2002–03 was the inaugural season of basketball at the Comcast Center. The team was coached by Gary Williams.

==Schedule==

| Regular Season |

| Date time, TV | Rank^{#} | Opponent^{#} | Result | Record | Site city, state |
Regular Season
| November 24 | No. 12 | Miami (OH) | W 64–49 | 1–0 | Comcast Center College Park, Maryland |
| November 27 | No. 11 | The Citadel | W 97–49 | 2–0 | Comcast Center College Park, Maryland |
| November 30 | No. 11 | Duquesne | W 89–39 | 3–0 | Comcast Center College Park, Maryland |
| December 3 | No. 9 | vs.
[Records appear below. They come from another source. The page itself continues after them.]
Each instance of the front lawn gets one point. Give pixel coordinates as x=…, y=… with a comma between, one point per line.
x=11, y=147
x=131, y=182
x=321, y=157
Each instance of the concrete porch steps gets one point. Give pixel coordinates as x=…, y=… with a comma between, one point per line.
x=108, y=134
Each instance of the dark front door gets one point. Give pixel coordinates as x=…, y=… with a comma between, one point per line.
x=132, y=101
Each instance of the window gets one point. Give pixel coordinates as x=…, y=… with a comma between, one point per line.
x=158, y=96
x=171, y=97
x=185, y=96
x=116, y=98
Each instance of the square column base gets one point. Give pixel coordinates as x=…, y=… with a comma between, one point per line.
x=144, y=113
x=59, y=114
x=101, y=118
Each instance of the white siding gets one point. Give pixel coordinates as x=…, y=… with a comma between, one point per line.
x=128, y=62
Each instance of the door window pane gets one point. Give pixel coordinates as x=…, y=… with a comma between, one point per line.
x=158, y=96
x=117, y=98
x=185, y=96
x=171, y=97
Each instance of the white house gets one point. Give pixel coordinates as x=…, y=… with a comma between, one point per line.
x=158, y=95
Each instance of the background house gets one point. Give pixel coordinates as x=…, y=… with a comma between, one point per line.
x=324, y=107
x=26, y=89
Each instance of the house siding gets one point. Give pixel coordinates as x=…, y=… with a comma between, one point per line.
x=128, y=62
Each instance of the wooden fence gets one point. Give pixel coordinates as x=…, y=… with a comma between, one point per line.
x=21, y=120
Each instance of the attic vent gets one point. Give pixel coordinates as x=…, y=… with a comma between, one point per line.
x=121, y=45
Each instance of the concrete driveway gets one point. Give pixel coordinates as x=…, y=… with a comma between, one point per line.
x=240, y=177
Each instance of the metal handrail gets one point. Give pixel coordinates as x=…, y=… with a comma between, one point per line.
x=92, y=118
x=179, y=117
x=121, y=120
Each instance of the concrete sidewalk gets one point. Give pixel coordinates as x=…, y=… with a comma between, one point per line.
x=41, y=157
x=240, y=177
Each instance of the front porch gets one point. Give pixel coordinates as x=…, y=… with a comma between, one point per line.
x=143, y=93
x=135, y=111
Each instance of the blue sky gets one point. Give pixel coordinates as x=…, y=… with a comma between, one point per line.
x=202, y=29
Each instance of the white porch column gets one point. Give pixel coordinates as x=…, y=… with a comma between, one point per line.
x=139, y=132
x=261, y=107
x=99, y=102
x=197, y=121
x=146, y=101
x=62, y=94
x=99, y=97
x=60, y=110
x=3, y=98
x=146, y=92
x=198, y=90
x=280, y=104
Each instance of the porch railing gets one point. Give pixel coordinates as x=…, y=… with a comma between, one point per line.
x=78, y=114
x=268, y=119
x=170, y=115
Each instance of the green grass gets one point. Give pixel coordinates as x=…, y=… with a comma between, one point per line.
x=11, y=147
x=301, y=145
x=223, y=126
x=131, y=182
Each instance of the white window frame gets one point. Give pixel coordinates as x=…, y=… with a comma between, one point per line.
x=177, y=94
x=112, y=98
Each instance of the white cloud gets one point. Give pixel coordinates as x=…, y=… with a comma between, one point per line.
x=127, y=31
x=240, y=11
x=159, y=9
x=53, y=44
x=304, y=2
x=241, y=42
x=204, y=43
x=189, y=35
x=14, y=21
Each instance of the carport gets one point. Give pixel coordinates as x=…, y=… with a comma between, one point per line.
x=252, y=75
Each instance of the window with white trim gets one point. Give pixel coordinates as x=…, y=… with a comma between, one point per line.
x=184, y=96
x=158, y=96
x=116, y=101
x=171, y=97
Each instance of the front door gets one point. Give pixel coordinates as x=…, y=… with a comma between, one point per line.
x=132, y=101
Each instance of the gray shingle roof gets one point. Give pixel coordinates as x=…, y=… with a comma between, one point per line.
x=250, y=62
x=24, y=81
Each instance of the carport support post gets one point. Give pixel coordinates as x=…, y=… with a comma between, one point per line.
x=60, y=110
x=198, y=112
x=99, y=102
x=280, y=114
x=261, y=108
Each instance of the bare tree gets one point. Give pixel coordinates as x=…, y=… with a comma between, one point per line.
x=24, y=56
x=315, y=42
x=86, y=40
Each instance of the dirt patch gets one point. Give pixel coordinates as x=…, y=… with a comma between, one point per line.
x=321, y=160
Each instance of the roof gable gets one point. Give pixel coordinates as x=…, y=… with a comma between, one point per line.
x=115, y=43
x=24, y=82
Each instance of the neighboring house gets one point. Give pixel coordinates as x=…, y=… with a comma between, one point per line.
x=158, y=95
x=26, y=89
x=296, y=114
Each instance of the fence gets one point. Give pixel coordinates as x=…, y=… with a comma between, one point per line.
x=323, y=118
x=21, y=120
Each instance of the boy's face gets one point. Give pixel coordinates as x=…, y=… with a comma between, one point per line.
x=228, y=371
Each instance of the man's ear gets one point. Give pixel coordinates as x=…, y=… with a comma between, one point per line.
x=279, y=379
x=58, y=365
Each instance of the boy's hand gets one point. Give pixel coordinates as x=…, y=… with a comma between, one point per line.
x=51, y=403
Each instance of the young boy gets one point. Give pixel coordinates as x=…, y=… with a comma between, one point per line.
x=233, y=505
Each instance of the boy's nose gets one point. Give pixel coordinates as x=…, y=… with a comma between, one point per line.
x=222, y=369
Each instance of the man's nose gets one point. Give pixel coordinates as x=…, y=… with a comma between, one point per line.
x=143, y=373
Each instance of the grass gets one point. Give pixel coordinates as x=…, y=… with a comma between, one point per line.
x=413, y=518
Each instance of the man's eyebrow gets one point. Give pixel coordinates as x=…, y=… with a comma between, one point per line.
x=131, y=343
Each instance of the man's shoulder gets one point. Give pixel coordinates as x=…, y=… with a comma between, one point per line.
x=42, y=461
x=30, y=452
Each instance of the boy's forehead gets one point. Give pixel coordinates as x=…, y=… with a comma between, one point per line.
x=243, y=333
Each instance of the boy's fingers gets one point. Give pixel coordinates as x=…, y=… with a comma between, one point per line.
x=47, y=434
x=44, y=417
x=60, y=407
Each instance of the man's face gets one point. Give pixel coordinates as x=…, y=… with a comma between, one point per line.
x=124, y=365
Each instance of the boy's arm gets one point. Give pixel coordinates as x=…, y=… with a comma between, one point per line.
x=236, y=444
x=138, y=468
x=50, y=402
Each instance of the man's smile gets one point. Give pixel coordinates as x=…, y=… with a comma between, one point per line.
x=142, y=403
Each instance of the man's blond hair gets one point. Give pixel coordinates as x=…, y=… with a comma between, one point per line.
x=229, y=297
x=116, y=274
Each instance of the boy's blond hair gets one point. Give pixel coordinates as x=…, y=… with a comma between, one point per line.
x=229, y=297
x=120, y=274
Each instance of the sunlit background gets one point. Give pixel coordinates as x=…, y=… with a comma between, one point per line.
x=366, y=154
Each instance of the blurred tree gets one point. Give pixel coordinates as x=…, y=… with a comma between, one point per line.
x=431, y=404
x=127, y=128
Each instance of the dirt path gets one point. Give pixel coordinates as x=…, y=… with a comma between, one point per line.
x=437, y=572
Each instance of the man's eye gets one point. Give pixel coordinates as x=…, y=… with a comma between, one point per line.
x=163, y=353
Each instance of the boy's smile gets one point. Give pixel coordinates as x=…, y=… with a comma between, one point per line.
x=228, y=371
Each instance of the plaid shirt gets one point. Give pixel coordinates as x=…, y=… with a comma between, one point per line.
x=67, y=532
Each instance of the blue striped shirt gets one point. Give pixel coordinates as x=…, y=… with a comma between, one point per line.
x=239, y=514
No. 10 Indiana ACC–Big Ten Challenge | L 74–80 ^{OT} | 3–1 | Conseco Fieldhouse Indianapolis |
| December 7 | No. 9 | vs. Notre Dame BB&T Classic | L 67–79 | 3–2 | MCI Center Washington, D.C. |
| December 8 | No. 9 | vs. George Washington BB&T Classic | W 93–82 | 4–2 | MCI Center Washington, D.C. |
| December 14 | No. 18 | No. 14 Florida | L 64–69 | 4–3 | Comcast Center College Park, Maryland |
| December 23 | No. 23 | UMBC | W 101–60 | 5–3 | Comcast Center College Park, Maryland |
| December 29 | No. 23 | Georgia Tech | W 84–77 | 6–3 (1–0) | Comcast Center College Park, Maryland |
| January 4 | No. 22 | Wagner | W 79–57 | 7–3 | Comcast Center College Park, Maryland |
| January 8 | No. 21 | Hampton | W 108–58 | 8–3 | Comcast Center College Park, Maryland |
| January 11 | No. 21 | Florida State | W 89–62 | 9–3 (2–0) | Comcast Center College Park, Maryland |
| January 15 | No. 17 | at No. 19 Wake Forest | L 72–81 | 9–4 (2–1) | Lawrence Joel Veterans Memorial Coliseum Winston-Salem, North Carolina |
| January 18 | No. 17 | No. 1 Duke | W 87–72 | 10–4 (3–1) | Comcast Center College Park, Maryland |
| January 22 | No. 12 | at North Carolina | W 81–66 | 11–4 (4–1) | Dean E. Smith Center Chapel Hill, North Carolina |
| January 25 | No. 12 | at Clemson | W 52–47 | 12–4 (5–1) | Littlejohn Coliseum Clemson, South Carolina |
| January 30 | No. 10 | NC State | W 75–60 | 13–4 (6–1) | Comcast Center College Park, Maryland |
| February 2 | No. 10 | Loyola (MD) | W 85–58 | 14–4 | Comcast Center College Park, Maryland |
| February 6 | No. 8 | Virginia | L 78–86 | 14–5 (6–2) | Comcast Center College Park, Maryland |
| February 9 CBS | No. 8 | at Georgia Tech | L 84–90 | 14-6 (6–3) | Alexander Memorial Coliseum Atlanta |
| February 12 | No. 16 | at Florida State | W 74–72 | 15–6 (7–3) | Donald L. Tucker Civic Center Tallahassee, Florida |
| February 17 | No. 13 | No. 10 Wake Forest | W 90–67 | 16–6 (8–3) | Comcast Center College Park, Maryland |
| February 19 | No. 13 | at No. 8 Duke | L 70–75 | 16–7 (8–4) | Cameron Indoor Stadium Durham, North Carolina |
| February 22 | No. 13 | North Carolina | W 96–56 | 17–7 (9–4) | Comcast Center College Park, Maryland |
| February 25 | No. 14 | Clemson | W 91–52 | 18–7 (10–4) | Comcast Center College Park, Maryland |
| March 2 | No. 14 | at NC State | W 68–65 | 19–7 (11–4) | RBC Center Raleigh, North Carolina |
| March 9 | No. 13 | at Virginia | L 78–80 ^{OT} | 19–8 (11–5) | University Hall Charlottesville, Virginia |
ACC Tournament
| March 14 | No. 14 | at vs. North Carolina | L 72–84 | 19–9 | Greensboro Coliseum Greensboro, North Carolina |
NCAA Tournament
| March 21 CBS | No. 17 | vs. UNC Wilmington First Round | W 75–73 | 20–9 | Gaylord Entertainment Center Nashville, Tennessee |
| March 23 CBS | No. 17 | vs. No. 12 Xavier Second Round | W 77–64 | 21–9 | Gaylord Entertainment Center Nashville, Tennessee |
| March 28 CBS | No. 17 | vs. Michigan State Sweet Sixteen | L 58–60 | 21–10 | Alamodome San Antonio, Texas |
*Non-conference game. ^{#}Rankings from AP Poll. (#) Tournament seedings in parentheses.